Na semana passada, o governador Helder Barbalho negou
que os preços sejam abusivos e disse que o dinheiro vai servir à
economia local. O governo estadual disse ainda que o Procon vai
fiscalizar hotéis da capital para adequar as tarifas na COP30. Mas não
comentou o caso dos imóveis privados, que, no caso da Booking.Com e do
Airbnb, são controlados pelos locatários, segundo as plataformas.
Já o governo federal promete mais 26 mil leitos e uma plataforma oficial para gerir acomodações, a fim de conter a especulação.
Cidade dividida
Enquanto
isso, Belém assistiu nos últimos dois meses a uma tendência de aumento
nos aluguéis de longo prazo que deverá permanecer pelo menos
temporariamente.
“Passado o evento, a pressão extraordinária sobre
os valores de aluguel tende a diminuir, a menos que haja outros fatores
estruturais que sustentem a alta”, como a valorização imobiliária em
áreas revitalizadas, explica o coordenador do FipeZAP, Alison Oliveira.
No
caminho para a COP30, Belém se tornou um canteiro de obras, com
projetos para melhorar a mobilidade, saneamento, desenvolvimento urbano,
turismo e conectividade antes da conferência, com foco na
sustentabilidade.
“A obra na frente do meu prédio vai ficar linda.

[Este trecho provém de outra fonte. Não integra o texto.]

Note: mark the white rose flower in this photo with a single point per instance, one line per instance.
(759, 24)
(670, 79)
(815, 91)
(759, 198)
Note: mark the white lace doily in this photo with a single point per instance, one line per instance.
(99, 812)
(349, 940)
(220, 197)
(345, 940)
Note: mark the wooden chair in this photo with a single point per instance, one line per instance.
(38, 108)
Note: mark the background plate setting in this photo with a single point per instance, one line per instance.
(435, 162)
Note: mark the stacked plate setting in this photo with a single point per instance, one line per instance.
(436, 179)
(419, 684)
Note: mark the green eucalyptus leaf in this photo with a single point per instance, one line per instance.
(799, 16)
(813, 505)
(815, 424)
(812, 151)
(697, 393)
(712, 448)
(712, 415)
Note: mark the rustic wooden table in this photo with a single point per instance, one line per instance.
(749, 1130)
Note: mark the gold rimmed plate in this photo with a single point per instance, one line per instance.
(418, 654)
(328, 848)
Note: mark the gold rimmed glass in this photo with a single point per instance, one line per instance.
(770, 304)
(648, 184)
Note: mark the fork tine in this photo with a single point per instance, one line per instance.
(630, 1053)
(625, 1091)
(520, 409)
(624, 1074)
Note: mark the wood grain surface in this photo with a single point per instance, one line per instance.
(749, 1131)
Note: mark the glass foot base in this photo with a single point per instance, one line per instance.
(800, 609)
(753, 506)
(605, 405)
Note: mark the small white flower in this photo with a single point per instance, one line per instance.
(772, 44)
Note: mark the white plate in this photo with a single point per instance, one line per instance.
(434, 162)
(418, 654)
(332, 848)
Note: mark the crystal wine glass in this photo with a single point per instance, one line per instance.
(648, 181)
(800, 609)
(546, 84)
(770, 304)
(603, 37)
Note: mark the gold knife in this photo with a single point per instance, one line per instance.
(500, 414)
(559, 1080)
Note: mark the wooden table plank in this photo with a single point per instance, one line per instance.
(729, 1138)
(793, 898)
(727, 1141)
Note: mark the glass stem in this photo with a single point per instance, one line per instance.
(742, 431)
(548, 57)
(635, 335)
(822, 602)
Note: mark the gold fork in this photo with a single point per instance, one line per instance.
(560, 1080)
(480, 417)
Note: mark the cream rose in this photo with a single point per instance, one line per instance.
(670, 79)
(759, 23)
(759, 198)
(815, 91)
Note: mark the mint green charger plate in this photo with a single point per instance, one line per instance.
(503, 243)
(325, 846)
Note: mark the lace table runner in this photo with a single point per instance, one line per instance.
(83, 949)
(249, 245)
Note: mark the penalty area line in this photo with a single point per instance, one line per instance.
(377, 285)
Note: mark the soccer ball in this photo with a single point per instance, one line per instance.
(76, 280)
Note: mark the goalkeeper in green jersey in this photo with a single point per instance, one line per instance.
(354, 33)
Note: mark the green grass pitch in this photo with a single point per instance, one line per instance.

Sem dúvidas, a infraestrutura e o lazer vão melhorar”, celebra Vídia,
que mora diante do Parque Linear em construção. “Era uma reivindicação
antiga nossa.”
Mesmo com legados positivos, os investimentos
também atraem críticas por beneficiar as áreas já mais valorizadas da
cidade com projetos de alto custo e reforçar a segregação social.
“Algumas
obras são importantes e necessárias, como o Parque da Cidade, mas
outras não são uma exigência da ONU, custam milhões e beneficiam o
mercado imobiliário principalmente”, afirma Roberta Rodrigues, diretora
da Faculdade de Arquitetura e Urbanismo da Universidade Federal do Pará
(UFPA).
Na avaliação de
especialistas, a reforma de grandes avenidas ao longo de rios urbanos
pode ainda aprofundar a gentrificação na Cidade Velha, que faz parte do
Centro Histórico de Belém, e no Reduto, antiga zona industrial do ciclo
da borracha.
Já nas periferias e favelas, onde moram 57% da
população, a cidade acumula uma longa história de amplos desafios
estruturais. A cobertura de esgotamento sanitário só atendia 20% dos
belenenses antes das reformas, aponta o Instituto Água e Saneamento.
“Certamente
a maioria dos visitantes vai conhecer uma cidade resiliente criada para
a COP30”, afirma Lucas Navegantes, jovem pesquisador da UFPA. “Mas
existe uma segunda cidade, a das periferias. Lá, não se está pensando a
mesma perspectiva de cidade.”
Em nota, o governo do Pará disse que
os investimentos de R$ 4 bilhões beneficiarão a população, inclusive
com 59 quilômetros de rede de esgoto sanitário. Já a prefeitura de Belém
afirmou que não há gentrificação na Cidade Velha e que se dedica a
programas de inclusão social e urbanização.